#24 Premier League Points History

It’s finally nearing end of this current season, so I wanted to have a look at past league points totals to get some context for how this season is shaping up.

To do so, I’ve taken data from www.fbref.com for league tables for last 24 years of 38 game seasons in the Premier League. A jupyter notebook used to get the league tables and create the plots is in my GitHub here: https://github.com/ciaran-grant/premier_league_points

This post looks to investigate the following three questions:

  • How do points totals recently compare to early Premier League seasons?
  • What has happened to the gap between the champions and relegation survivors?
  • How many points do you tend to need to qualify for Europe recently?

History of Premier League Points

Looks like the top 6 have been getting more points recently at the expense of the bottom half.
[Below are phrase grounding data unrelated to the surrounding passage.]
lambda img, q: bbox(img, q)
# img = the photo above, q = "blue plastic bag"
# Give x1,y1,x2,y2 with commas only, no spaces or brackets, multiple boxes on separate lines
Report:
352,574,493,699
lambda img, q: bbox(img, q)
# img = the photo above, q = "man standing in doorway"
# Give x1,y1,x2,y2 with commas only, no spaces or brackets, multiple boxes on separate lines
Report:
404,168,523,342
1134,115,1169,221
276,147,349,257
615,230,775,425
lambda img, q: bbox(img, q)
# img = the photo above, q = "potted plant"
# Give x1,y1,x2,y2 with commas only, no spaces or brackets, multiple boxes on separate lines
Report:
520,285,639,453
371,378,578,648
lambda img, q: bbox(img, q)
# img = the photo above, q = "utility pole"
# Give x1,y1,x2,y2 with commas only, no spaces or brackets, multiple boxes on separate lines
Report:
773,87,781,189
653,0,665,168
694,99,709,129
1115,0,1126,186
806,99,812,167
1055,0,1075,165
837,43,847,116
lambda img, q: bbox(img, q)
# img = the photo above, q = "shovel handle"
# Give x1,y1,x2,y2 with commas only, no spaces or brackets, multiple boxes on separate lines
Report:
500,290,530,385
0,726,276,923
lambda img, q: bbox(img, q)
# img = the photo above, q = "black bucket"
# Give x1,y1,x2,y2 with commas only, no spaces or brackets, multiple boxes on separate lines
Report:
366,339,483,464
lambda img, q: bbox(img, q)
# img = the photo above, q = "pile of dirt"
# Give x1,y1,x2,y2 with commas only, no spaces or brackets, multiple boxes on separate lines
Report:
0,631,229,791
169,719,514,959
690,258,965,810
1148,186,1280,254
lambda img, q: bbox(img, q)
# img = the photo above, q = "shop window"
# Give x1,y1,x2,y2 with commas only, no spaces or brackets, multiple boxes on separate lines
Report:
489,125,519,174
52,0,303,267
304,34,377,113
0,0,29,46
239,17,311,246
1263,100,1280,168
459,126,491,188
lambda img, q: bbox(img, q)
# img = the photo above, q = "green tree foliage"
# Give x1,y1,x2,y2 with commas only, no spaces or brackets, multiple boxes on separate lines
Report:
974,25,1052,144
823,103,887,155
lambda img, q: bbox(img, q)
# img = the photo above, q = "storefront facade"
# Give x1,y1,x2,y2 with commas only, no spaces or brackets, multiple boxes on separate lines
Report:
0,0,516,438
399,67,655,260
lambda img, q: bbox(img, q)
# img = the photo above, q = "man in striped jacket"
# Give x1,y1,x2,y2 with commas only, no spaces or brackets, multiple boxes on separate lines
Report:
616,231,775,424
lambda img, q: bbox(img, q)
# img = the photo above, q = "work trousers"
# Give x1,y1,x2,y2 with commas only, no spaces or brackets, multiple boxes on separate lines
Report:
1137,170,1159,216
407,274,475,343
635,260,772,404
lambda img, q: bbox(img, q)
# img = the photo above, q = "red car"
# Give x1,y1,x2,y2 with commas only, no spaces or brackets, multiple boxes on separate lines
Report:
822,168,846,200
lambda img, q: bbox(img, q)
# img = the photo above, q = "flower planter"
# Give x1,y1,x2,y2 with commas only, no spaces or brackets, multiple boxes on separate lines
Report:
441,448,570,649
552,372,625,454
There are only a set number of points available across all teams, the more points the big boys get the less available for the lower teams.

Does this mean there is an increasing gap between the top teams and the rest? We’ve gone through several incarnations with a top 4, then top 6 and now arguably a top 2 with Liverpool and Manchester City.

Champions and Relegation Survival

Relegation survival has been calculated as one more point than the points achieved by 18th place for simplicity of not getting too picky about goal difference.

Only 4 times out of the 24 seasons has a team required 40 points to survive, whilst it seems around 35 will usually be enough to be safe. Of course you want to aim for more points, but this seems to bust the myth of 40 points required for survival, often less is sufficient.

The points required to become champions has increased, meaning the gap between champions and relegation survival has increased in recent years. 2016/17, 17/18, 18/19 have been 3 of the highest points totals ever, only Chelsea in 04/05 with 95 in between here.

Could just be recency bias, but Liverpool were on track for 100+ this year. They’re likely to actually get 95+ and it’s expected both Liverpool/City to get close to 90+ again next year. They’re making 90 points seem normal and is becoming the minimum to win now.

How about qualifying for Europe?

European Qualification

It’s not only the Champions that has seen a point inflation, and in line with the whole top 6 sweeping up more points looks like there’s more points required to qualify for both European competitions as well.

The last decade has seen a higher average points requirement for getting both Champions League and Europa League qualifications, with 70 points for Champions League and 60 points for Europa League.

Current Season Context

Champions Liverpool are on 93 points with 2 games left, and likely they will break 95. This will make the last 3 seasons the highest 3 totals ever by a Premier League Champion. They could still win the league this year with less points than last year (97) and be in the top 4 highest points scoring teams ever.

Champions League qualification looks like coming up short of the 70 points mark. Chelsea, Leicester and Manchester United all comfortably in Europe sitting above 60 points but all to play for with 2 games left. Will be a low bar for both European competitions this year.

As for relegation survival, Bournemouth and Aston Villa both sit on 31 points with 2 games left. If things stay as they are, 32 points required for survival is the lowest since 09/10 where 31 points were needed. That year 40 points would’ve been good enough to finish 14th, this year 40 points looks good for 15th.

Final Thoughts

This season seems to be getting stretched by how ridiculously good Liverpool have been for 90% of the season, subconsciously or otherwise taking their foot off the gas once the title was wrapped up. Apart from prime Messi/Ronaldo Barcelona and Real Madrid teams, I wouldn’t expect many teams even get above 90 points, let alone dream of nearing 100.

Are these points totals also consistent across other 38 game seasons in France, Italy and Spain? How does this change when you consider Germany’s 34 game season or the 46 game seasons in the Football League?